Se do nada não por surgir nada, como
poderia surgir o ser perfeito criador de tudo?
“O teólogo do
século XIII, São Tomás de Aquino, propôs cinco provas para a existência de Deus
que ainda são aceitas de forma oficial pela Igreja Católica:
a realidade da mudança requer um agente de mudança;
a cadeia do acaso precisa basear-se numa causa primeira que não é causada;
os fatos contingentes do mundo (fatos que podem não ter sido como são)
pressupõem um ser necessário;
Observa-se uma gradação nas coisas desde o ponto mais alto até o mais baixo e
isto aponta para uma realidade perfeita, no ponto mais alto da hierarquia;
a ordem e o desenho da natureza solicitam, como fonte, um ser que possua a mais
alta sabedoria.
À cadeia de causas proposta por Tomás de Aquino não podemos deixar de
acrescentar a pergunta:
De onde não pode surgir o pouco pode surgir o muito?
Em outras palavras, se as
coisas que conhecemos não podem ter surgido no nada, pode do nada ter surgido o
criador delas?
Se a cadeia do acaso precisa basear-se numa causa primeira que não é causada,
por que essa causa primeira pode existir por si mesma?
Esse “ser que possua a
mais alta sabedoria” deveria ter uma origem como as outras causas, e assim não
se poderia chegar nunca à causa originária.
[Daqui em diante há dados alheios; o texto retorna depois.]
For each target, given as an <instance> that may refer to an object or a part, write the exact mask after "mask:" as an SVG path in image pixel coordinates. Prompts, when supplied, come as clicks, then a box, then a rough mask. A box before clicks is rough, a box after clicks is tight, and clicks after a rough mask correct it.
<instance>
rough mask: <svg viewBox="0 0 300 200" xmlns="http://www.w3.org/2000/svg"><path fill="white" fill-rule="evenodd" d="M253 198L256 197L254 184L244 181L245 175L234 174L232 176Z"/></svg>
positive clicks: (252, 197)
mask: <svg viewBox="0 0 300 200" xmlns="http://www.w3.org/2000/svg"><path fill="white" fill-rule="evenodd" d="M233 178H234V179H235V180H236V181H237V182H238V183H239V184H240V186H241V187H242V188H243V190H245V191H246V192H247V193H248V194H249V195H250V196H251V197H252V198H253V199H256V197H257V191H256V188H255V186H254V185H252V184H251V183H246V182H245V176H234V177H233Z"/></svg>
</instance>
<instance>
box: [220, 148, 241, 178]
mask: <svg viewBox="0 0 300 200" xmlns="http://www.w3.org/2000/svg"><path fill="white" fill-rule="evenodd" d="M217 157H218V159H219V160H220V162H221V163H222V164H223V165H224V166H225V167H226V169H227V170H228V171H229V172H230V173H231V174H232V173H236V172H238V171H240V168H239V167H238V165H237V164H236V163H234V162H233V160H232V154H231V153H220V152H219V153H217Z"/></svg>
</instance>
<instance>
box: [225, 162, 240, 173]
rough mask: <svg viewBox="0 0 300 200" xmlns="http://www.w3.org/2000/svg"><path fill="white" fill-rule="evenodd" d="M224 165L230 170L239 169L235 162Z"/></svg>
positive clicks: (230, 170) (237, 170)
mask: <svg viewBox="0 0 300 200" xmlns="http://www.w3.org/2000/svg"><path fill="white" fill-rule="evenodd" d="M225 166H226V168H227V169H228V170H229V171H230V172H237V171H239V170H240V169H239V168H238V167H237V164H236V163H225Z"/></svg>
É mais simples uma combinação
casual de alguns elementos evoluir por meio das reações química do que surgir
espontaneamente um ser perfeito e onisciente,
ser esse cuja onisciência já comprovamos que não
ultrapassava o conhecimento equivocado do homem do tempo em que foi escrito o
livro sagrado.
É comum ouvirmos dizer: O só fato de estarmos vivos é um milagre suficiente para
crermos que temos um criador.
Em realidade, o nosso organismo tem a capacidade de reagir contra os agentes
patogênicos invasores, que não são captados pela nossa consciência, capacidade
esta sem a qual não sobreviveríamos mesmo. Mas seria lógico imaginar que isso
não poderia evoluir do acaso e ao mesmo tempo crer que o criador dessa perfeição
não tenha precisado de outro criador? Nessa linha de pensamento de tudo depender
de uma inteligência criadora, necessário haveria de ter o criador do criador,
que teria sido criado por outro, numa linhagem infindável.
A evolução dos seres vivos, hoje aceita até pelo Papa, é algo inegável, que se
pode perceber na modificação dos vírus e bactérias e no desenvolvimento de
resistência que ocorre nos insetos. Se os fósseis encontrados pelos arqueólogos
mostram organismos tão mais simples quanto mais distante retrocedemos no tempo,
não há como continuarmos apegados à idéia de que tudo foi criado há seis
milênios, cada um segundo a sua espécie imutável.
Como se vê, o princípio de Tomás de Aquino não prova nada. A dúvida permanece.
Temos que continuar, como disse José Saramago, a procurar “um sinal de Deus”.
E como os textos bíblicos, conforme apresentado em “Ateu Graças a Deus”, capítulo
“ONDE ESTÁ A PERFEIÇÃO E A ONISCIÊNCIA?”, não mostram perfeição, justiça, nem
conhecimento perfeito do universo, só resta dar razão a Luis Buñuel, cineasta
espanhol, (1900-1983), quando disse: “Eu continuo ateu, graças a Deus” (SUPERINTERESSANTE,
julho/98, pág. 90). Pois, se a chamada palavra de Deus contém tantos enganos dos
quais não temos mais dúvida, como poderíamos acreditar que elas provenha de
inteligência sobre-humana onisciente?
O não termos explicação para um fato não é justificativa para inventarmos um
autor para ele. O homem criou Deus como resposta ao irrespondível, explicação do
inexplicável; mas nós não podemos acreditar na existência algo de que não haja qualquer indício,
só porque não temos explicação para algumas coisas. Se não temos informação do que
era antes do que conhecemos, não cabe a nós inventar uma explicação mais
improvável. Se do dana não vem nada, não podemos do nada tirar um ser
perfeito criador de tudo, além do que já está provado o quanto esse ser é falso.